Jochen Schropp moderiert neue Sat.1-Show

Der Frühstücks-TV-Moderator ist derzeit viel beschäftigt: Vor dem Start der neuen und umstrittenen "Big Brother"-Staffel ("Wie viel ist ein Mensch wert?") wird eine Comedy-Talkshow mit Jochen Schropp produziert.


Jochen Schropp kann sich nach seinem Coming-out kaum darüber beschweren, zu wenig zu tun zu haben (Bild: SAT.1 / Willi Weber)

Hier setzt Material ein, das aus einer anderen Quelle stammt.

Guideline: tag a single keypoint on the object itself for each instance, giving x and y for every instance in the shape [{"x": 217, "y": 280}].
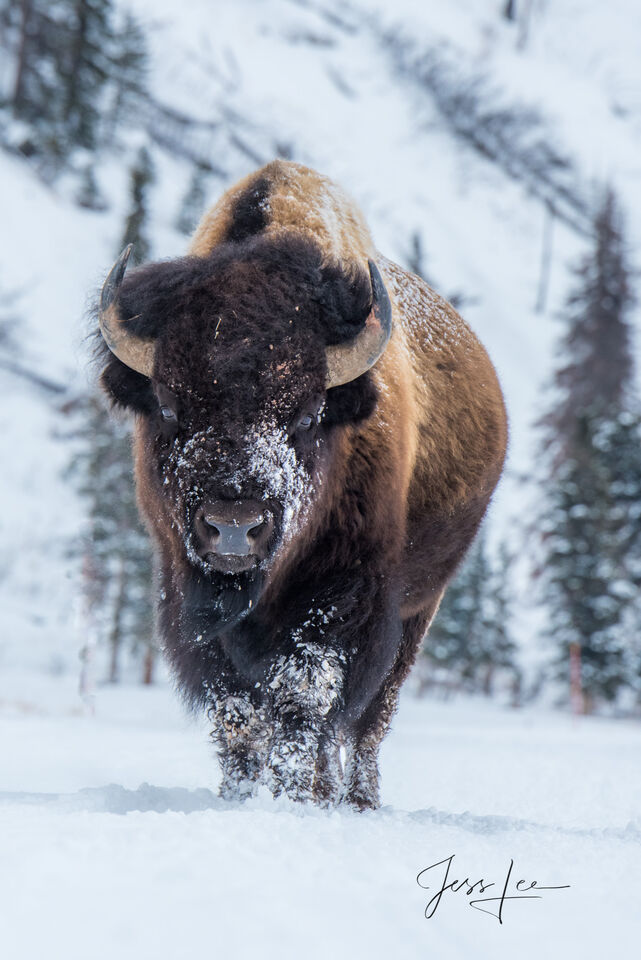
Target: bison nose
[{"x": 232, "y": 528}]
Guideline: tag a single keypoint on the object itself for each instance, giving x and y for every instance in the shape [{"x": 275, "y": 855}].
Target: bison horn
[
  {"x": 347, "y": 361},
  {"x": 130, "y": 350}
]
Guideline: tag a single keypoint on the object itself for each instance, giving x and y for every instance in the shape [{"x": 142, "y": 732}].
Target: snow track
[{"x": 162, "y": 871}]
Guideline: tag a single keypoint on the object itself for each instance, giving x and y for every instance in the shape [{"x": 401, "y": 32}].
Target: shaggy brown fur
[{"x": 306, "y": 652}]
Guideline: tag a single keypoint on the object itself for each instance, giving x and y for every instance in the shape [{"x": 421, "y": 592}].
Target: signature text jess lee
[{"x": 441, "y": 881}]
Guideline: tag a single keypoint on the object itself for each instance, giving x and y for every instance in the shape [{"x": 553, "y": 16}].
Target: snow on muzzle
[{"x": 240, "y": 508}]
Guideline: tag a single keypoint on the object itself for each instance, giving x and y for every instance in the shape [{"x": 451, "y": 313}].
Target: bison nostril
[
  {"x": 255, "y": 531},
  {"x": 211, "y": 526}
]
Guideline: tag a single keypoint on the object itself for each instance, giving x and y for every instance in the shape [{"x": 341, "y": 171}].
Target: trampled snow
[{"x": 114, "y": 843}]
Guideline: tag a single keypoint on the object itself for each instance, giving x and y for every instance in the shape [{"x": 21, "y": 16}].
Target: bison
[{"x": 317, "y": 435}]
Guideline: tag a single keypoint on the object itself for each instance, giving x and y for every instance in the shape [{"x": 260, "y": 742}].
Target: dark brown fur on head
[{"x": 240, "y": 341}]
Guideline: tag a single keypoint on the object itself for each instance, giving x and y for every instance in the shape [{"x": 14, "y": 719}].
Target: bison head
[{"x": 240, "y": 367}]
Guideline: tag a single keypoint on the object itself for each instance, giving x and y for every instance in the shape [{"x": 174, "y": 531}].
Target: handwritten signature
[{"x": 521, "y": 888}]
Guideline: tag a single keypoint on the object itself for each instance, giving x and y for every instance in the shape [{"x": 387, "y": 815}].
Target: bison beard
[{"x": 260, "y": 376}]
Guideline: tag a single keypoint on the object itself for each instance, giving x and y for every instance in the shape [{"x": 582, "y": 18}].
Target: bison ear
[
  {"x": 126, "y": 388},
  {"x": 351, "y": 402},
  {"x": 345, "y": 303}
]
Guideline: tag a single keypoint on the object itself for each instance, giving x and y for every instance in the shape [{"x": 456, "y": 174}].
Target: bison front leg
[
  {"x": 242, "y": 735},
  {"x": 305, "y": 689}
]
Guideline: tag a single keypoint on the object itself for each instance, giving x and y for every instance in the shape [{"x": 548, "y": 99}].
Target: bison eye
[
  {"x": 167, "y": 413},
  {"x": 305, "y": 422}
]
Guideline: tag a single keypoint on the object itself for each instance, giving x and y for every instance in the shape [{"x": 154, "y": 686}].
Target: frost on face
[
  {"x": 266, "y": 458},
  {"x": 273, "y": 463}
]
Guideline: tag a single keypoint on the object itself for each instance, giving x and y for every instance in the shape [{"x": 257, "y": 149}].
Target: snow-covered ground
[
  {"x": 92, "y": 864},
  {"x": 114, "y": 843}
]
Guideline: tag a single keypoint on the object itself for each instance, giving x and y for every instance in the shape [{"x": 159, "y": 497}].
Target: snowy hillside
[
  {"x": 96, "y": 865},
  {"x": 322, "y": 83}
]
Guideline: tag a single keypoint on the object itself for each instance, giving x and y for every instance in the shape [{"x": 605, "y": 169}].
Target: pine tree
[
  {"x": 63, "y": 57},
  {"x": 470, "y": 644},
  {"x": 141, "y": 178},
  {"x": 115, "y": 543},
  {"x": 193, "y": 203},
  {"x": 89, "y": 195},
  {"x": 591, "y": 524}
]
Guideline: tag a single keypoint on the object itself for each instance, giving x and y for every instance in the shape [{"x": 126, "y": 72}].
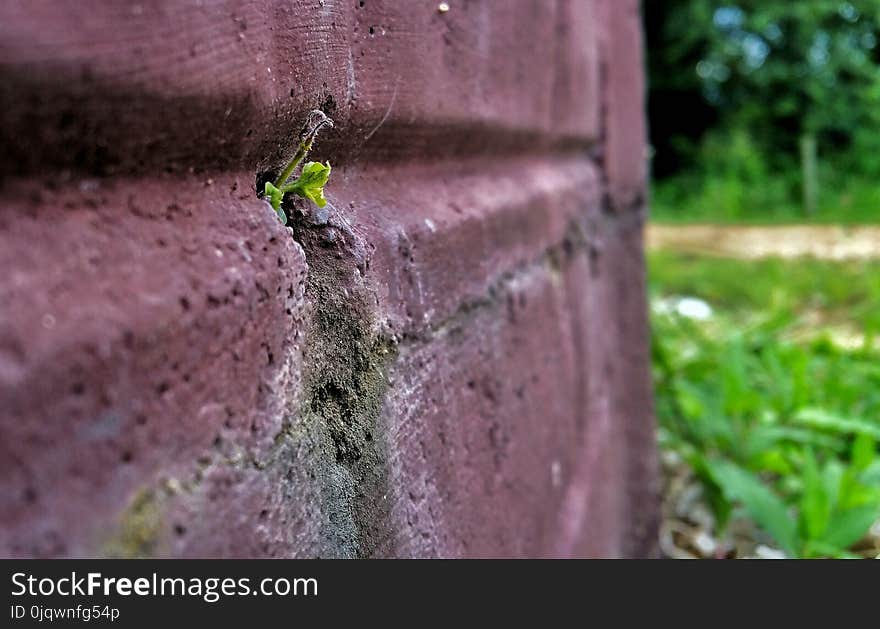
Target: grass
[{"x": 773, "y": 399}]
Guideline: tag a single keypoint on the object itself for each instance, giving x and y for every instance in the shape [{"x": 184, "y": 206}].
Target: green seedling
[{"x": 311, "y": 181}]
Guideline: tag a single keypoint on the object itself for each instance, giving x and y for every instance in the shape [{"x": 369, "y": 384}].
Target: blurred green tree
[{"x": 796, "y": 75}]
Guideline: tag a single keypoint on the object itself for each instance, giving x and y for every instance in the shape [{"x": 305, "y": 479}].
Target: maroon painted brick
[{"x": 450, "y": 360}]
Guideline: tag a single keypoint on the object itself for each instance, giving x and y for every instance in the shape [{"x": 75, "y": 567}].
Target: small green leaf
[
  {"x": 815, "y": 502},
  {"x": 311, "y": 182},
  {"x": 850, "y": 526},
  {"x": 863, "y": 451}
]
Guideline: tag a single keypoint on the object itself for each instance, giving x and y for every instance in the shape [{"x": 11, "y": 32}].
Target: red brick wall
[{"x": 451, "y": 361}]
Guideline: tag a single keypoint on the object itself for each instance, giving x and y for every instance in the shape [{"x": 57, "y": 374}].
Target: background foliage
[{"x": 735, "y": 87}]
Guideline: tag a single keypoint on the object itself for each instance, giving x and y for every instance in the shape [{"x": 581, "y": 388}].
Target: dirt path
[{"x": 828, "y": 242}]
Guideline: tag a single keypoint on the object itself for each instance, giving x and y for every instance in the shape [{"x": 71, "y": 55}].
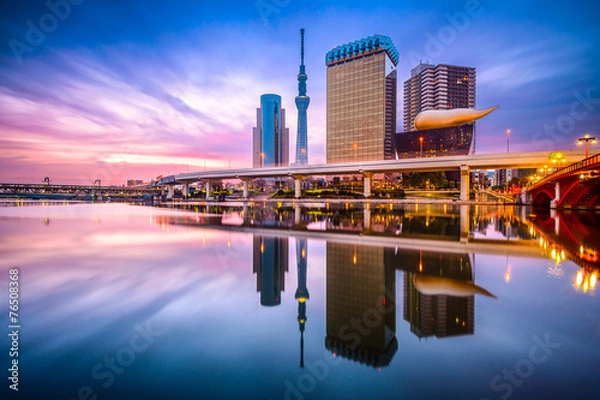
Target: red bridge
[{"x": 574, "y": 186}]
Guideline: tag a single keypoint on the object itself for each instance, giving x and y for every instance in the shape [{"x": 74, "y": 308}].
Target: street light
[{"x": 587, "y": 139}]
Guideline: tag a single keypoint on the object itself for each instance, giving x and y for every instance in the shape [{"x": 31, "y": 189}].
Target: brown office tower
[
  {"x": 437, "y": 87},
  {"x": 361, "y": 100}
]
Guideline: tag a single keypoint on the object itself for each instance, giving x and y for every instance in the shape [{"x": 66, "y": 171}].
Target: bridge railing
[{"x": 587, "y": 162}]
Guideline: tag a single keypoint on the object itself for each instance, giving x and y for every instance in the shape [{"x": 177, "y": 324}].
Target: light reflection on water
[{"x": 415, "y": 301}]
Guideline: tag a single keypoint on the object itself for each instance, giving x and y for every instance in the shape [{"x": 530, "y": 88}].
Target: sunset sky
[{"x": 121, "y": 90}]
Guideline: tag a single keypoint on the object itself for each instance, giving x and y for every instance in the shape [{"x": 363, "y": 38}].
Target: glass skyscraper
[
  {"x": 270, "y": 144},
  {"x": 361, "y": 100}
]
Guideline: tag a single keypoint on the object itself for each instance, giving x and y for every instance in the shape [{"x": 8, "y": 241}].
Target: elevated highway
[{"x": 369, "y": 168}]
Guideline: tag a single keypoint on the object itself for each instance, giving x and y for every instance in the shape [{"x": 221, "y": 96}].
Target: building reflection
[
  {"x": 361, "y": 304},
  {"x": 270, "y": 263},
  {"x": 438, "y": 315}
]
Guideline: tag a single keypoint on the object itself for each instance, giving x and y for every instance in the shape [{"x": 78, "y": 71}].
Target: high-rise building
[
  {"x": 361, "y": 100},
  {"x": 302, "y": 102},
  {"x": 437, "y": 87},
  {"x": 270, "y": 137}
]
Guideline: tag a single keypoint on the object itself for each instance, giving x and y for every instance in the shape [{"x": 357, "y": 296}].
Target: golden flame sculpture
[
  {"x": 435, "y": 285},
  {"x": 432, "y": 119}
]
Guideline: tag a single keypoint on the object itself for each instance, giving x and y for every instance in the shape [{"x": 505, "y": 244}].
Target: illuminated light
[
  {"x": 579, "y": 278},
  {"x": 593, "y": 280}
]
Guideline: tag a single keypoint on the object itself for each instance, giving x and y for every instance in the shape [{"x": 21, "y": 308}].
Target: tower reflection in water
[
  {"x": 270, "y": 263},
  {"x": 439, "y": 298},
  {"x": 302, "y": 294}
]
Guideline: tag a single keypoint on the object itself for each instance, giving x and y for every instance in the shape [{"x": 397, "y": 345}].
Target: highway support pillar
[
  {"x": 554, "y": 203},
  {"x": 245, "y": 182},
  {"x": 207, "y": 186},
  {"x": 297, "y": 215},
  {"x": 367, "y": 184},
  {"x": 367, "y": 218},
  {"x": 465, "y": 221},
  {"x": 298, "y": 185},
  {"x": 185, "y": 190},
  {"x": 464, "y": 182}
]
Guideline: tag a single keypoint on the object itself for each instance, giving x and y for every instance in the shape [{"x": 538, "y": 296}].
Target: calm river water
[{"x": 272, "y": 301}]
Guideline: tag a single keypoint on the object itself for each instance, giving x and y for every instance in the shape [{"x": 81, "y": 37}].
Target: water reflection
[
  {"x": 270, "y": 256},
  {"x": 361, "y": 304},
  {"x": 378, "y": 280}
]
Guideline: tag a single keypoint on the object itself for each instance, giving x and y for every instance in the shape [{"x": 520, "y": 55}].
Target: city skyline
[{"x": 125, "y": 92}]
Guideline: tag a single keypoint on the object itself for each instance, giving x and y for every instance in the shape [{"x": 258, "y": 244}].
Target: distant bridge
[
  {"x": 574, "y": 186},
  {"x": 369, "y": 168}
]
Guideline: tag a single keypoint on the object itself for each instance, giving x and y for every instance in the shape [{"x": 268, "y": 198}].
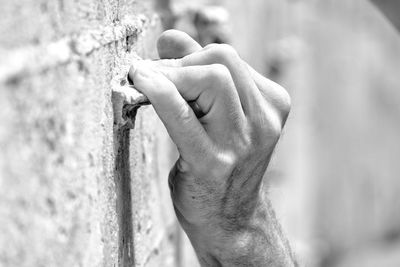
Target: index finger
[{"x": 182, "y": 125}]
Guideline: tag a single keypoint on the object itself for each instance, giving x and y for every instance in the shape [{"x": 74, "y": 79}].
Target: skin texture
[{"x": 216, "y": 184}]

Jochen Schropp wird noch häufiger im deutschen Fernsehen zu sehen sein: Ab Mittwoch werden in Köln-Ossendorf fünf Folgen des neuen Comedy-Talkformats "Ranking the Stars" produziert. Die Sendung soll laut dem Branchenmagazin DWDL.de am späten Abend auf Sat.1 ausgestrahlt werden. Ein genauer Starttermin steht noch nicht fest.

Bei TVTickets.de sind noch einige Rest-Eintrittskarten für die Show erhältlich (kostenlos, ab 18 Jahre). Als Moderator ist auf dieser Seite Schropp bereits erwähnt, allerdings ist unter Sender "noch geheim" aufgeführt.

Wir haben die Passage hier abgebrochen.